ANALYSIS: Will terrorist Halilu Sububu’s death reduce banditry in rural northern Nigeria?

Some of Mr Sububu’s lieutenants are believed to have escaped the gun battle that led to his death.

Halilu Sububu, a wealthy figure with deep-rooted connections to Sahelian jihadists, was more than just a banditry kingpin in northwestern Nigeria. His reign of terror came to an abrupt end last Thursday evening after the security forces and local vigilantes killed him in a gunfight with his gang in Zamfara State. But will his death reduce rural banditry in the region?

Mr Sububu was among the earliest bandits to take up arms around 2011 to fight the alleged subjugation of the Fulani ethnic group by state actors and their agents in Zamfara. He trained other notorious terrorists, including Shehu Rekep, the infamous terror kingpin and well-connected gunrunner who had more than 1,000 men terrorising local communities in Zamfara and Sokoto States.

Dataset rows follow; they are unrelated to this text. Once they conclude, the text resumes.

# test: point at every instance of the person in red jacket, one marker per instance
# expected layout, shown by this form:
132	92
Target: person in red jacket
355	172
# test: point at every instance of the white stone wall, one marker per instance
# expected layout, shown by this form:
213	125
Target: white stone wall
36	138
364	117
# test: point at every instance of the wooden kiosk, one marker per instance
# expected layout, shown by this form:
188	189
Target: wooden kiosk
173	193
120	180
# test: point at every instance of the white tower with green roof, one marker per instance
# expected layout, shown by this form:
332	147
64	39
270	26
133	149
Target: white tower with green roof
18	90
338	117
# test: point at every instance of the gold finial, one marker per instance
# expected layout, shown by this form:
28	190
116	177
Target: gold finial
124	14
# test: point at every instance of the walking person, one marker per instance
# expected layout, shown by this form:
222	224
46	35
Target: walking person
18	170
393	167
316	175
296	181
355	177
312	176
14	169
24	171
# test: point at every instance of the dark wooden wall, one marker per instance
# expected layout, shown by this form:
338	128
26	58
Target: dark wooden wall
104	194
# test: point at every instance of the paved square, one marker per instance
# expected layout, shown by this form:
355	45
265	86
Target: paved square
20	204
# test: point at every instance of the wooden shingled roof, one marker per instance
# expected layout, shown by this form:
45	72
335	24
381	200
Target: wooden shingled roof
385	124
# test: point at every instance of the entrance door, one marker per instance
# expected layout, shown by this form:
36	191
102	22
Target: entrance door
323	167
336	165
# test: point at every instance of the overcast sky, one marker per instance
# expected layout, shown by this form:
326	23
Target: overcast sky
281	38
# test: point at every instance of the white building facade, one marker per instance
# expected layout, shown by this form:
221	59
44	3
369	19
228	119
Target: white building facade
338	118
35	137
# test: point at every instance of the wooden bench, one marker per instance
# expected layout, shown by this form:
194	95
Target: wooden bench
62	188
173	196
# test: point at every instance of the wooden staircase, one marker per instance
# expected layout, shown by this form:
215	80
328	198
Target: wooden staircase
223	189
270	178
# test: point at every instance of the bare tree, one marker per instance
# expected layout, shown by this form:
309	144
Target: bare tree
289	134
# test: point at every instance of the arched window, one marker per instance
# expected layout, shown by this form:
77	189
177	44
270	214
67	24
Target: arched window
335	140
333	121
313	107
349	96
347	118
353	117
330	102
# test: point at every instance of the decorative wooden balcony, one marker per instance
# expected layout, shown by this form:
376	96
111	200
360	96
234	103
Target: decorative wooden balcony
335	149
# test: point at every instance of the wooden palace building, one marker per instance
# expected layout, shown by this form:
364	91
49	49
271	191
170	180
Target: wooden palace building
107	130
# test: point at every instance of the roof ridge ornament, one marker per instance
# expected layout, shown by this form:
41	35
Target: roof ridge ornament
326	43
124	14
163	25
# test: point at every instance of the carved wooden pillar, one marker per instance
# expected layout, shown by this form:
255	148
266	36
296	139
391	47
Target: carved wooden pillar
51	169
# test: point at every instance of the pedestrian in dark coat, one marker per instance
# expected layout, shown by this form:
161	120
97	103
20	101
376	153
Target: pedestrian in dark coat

Mr Sububu was suspected of organising the abduction of students of Zamfara State College of Agriculture and Animal Sciences in Bakura and over 80 other people in Gora village in Maradun LGA of the state.

He also participated in the kidnapping of more than 130 students in Kuriga, Kaduna State. Another banditry kingpin, Yellow Janbros, staged the abduction, but because he was inexperienced in mass abduction, he contracted the dreaded Dogo Gide to fight the military operatives trailing his gang.